CONCORD, N.H. (AP) – Despite Mideast turmoil and President Bush’s low approval ratings, Republicans can win in November by focusing on core issues that unite them, possible presidential candidate George Pataki said Friday.
“If we focus on what separates us, I think we can have a successful November,” Pataki said after an appearance in Keene.
He said Republicans nearly unanimously agree on core issues such as limiting spending and the size of government.
Pataki said the race to succeed him after 12 years as governor of New York illustrates that there are differences between the parties.
Last month, Democratic front-runner Eliot Spitzer vowed “to overturn a court decision that said that marriage is between a man and a woman,” Pataki noted. “I think Republicans firmly believe that is the case. There are issues that divide us.”
The Republican and conservative candidate in New York supports the decision.
Pataki, whose popularity is low at home and who chose not to seek re-election, hasn’t said whether he will run for president.
If he does, many believe he will be handicapped in primaries by positions that are liberal for his party – for keeping abortion legal, for gay rights and for gun control, for example.
But Pataki said voters of all political stripes “are looking for less partisanship, less polarizing and a greater sense of unity and common purpose.” He said audiences in New Hampshire, Iowa and other early voting states in 2008 are demonstrating that.

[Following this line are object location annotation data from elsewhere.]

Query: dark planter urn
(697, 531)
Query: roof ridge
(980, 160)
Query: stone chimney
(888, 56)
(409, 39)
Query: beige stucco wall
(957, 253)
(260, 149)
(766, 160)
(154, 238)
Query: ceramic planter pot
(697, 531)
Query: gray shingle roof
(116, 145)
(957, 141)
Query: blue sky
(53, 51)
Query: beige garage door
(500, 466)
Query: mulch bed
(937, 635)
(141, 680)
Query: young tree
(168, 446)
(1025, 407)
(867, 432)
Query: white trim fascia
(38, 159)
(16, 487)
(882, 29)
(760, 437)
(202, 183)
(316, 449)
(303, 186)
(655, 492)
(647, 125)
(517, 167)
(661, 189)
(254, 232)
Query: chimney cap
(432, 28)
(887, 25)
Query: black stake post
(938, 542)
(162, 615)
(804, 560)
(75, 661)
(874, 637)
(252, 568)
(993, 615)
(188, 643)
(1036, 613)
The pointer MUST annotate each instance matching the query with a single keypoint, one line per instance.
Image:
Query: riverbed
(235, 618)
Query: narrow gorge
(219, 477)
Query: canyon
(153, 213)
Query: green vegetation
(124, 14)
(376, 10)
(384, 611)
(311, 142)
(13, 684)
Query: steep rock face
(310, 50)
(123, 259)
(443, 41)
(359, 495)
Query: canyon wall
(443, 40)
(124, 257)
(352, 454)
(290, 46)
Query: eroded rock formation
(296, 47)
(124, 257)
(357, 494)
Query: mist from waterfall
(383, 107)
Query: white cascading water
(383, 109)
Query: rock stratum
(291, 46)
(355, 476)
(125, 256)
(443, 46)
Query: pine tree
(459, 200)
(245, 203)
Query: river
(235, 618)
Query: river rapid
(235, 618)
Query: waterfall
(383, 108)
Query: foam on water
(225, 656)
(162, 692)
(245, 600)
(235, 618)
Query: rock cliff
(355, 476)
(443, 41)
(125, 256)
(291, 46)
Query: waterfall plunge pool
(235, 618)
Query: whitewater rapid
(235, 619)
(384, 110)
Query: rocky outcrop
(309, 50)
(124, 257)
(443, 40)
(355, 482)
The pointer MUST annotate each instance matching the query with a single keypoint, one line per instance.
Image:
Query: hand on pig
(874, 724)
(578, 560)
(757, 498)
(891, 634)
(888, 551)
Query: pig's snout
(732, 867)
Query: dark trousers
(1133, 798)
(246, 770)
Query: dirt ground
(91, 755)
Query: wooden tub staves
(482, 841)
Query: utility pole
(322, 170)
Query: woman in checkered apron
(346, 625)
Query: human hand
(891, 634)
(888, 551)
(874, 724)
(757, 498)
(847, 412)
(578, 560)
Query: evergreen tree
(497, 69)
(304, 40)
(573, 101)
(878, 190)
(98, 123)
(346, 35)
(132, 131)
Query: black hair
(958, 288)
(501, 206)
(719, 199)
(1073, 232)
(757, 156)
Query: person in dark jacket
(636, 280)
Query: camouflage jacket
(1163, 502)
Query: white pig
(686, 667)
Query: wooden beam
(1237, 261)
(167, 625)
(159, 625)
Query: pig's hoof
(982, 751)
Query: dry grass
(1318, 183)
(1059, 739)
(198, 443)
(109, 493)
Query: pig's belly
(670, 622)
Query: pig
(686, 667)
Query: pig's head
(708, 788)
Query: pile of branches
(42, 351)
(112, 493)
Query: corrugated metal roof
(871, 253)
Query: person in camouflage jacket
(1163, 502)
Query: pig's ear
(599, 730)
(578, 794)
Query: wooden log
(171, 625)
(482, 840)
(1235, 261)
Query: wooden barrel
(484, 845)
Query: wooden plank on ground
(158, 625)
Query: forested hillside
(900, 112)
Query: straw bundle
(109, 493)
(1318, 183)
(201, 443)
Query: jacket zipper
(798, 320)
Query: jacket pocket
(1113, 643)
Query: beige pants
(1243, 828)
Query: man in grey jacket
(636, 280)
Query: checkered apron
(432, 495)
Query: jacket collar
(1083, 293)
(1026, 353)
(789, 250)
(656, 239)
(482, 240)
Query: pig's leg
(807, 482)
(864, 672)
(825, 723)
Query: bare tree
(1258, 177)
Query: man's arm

Pataki spoke as the war between Israel and Hezbollah raged and one day after two top U.S. generals acknowledged the danger that Iraq will descend into civil war. He answered a question about how he would gauge progress to halt sectarian violence in Iraq by lauding that country’s unity government and deploring the lack of international help to shore it up.
“It is extraordinary that Iraq has successfully carried off two elections and put in place a truly democratically elected government that is recognized as such by the global community,” he said.
But, he said, “it shouldn’t just be the United States, along with a few close allies like Great Britain, that have to bear the burden of defending that democratically elected government. I think we should look to the international community and look to the (United Nations) Security Council … to do more to help defend that democracy.”